19 Kasım 2009 Perşembe

Bunlar nasıl günler böyle...

Son 1-2 haftaya bakıyorum, Türk sporunda akıl almaz şeyler art arda gerçekleşiyor. Süreyya Ayhan, basketboldaki derby rezaleti, Cemal Nalga fiyaskosu derken her gün daha beteri ile karşılaşıyoruz. Mesela dünkü postta Nalga olayını "Türk spor tarihinde bir dönüm noktası" başlığıyla yazdım ama bugün duyduğumuz bir olay, kesinlikle o ibareyi daha fazla hak ediyor.
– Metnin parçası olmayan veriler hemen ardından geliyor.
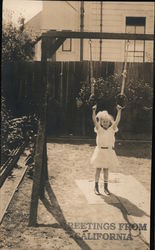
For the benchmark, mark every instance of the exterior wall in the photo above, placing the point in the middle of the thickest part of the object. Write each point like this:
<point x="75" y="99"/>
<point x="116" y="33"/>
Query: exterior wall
<point x="60" y="15"/>
<point x="65" y="15"/>
<point x="114" y="17"/>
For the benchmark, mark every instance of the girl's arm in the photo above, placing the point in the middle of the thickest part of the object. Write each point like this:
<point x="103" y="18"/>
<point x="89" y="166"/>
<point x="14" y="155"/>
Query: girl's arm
<point x="118" y="117"/>
<point x="94" y="116"/>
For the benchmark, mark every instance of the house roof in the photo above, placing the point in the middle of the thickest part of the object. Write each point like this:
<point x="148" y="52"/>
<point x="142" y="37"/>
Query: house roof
<point x="34" y="24"/>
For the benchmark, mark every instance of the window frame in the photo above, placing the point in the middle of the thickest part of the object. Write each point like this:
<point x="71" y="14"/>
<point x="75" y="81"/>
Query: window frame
<point x="134" y="23"/>
<point x="67" y="50"/>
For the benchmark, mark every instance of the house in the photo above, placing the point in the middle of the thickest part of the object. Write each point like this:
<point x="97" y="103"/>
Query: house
<point x="98" y="16"/>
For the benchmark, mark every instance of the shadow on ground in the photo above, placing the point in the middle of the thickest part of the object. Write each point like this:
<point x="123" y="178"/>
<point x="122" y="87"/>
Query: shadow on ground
<point x="53" y="207"/>
<point x="128" y="148"/>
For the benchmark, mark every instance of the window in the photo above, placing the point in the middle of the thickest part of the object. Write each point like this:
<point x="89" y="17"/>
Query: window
<point x="67" y="45"/>
<point x="136" y="49"/>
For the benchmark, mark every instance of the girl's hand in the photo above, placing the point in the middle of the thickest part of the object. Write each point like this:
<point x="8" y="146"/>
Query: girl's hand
<point x="118" y="107"/>
<point x="94" y="107"/>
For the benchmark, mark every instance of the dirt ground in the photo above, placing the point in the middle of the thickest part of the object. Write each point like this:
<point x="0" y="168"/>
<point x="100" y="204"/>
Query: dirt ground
<point x="65" y="203"/>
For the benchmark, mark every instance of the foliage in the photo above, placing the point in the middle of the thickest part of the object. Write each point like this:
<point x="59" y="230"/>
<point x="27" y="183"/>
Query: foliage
<point x="14" y="131"/>
<point x="17" y="43"/>
<point x="138" y="92"/>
Eğer doğruysa ve sonuçlarını (olması gerektiği gibi) yaşarsak, bir daha hiçbir şey eskisi olmaz bu ülkede.

Almanya'da yayın yapan Berliner Morgenpost gazetesinin internet sitesinde bugün bir haber yer aldı. Buna göre uluslarası olarak faaliyet gösteren ve elebaşı Berlin'de yaşayan yeni bir bahis çetesi ortaya çıkarılmış. Söylenenlere göre Avrupa'daki birçok ligde görev yapan antrenör, oyuncu ve hakeme yüksek miktarda para verip maçların sonucunu kendi çıkarına göre maniple ediyor bu çete. Olayın bizi ilgilendiren kısmıysa Almanya'dan yüksek miktarda bahis oynanan Türkiye liginin de işin içinde olması. Türk millî takımının da formasını giyen bazı ünlü oyuncuların olayla bağlantısı olduğu söyleniyor.

100 kişi hakkında yürütülen soruşturmalar doğrultusunda yarın 5 kişi hakkında tutuklama kararı çıkması bekleniyor.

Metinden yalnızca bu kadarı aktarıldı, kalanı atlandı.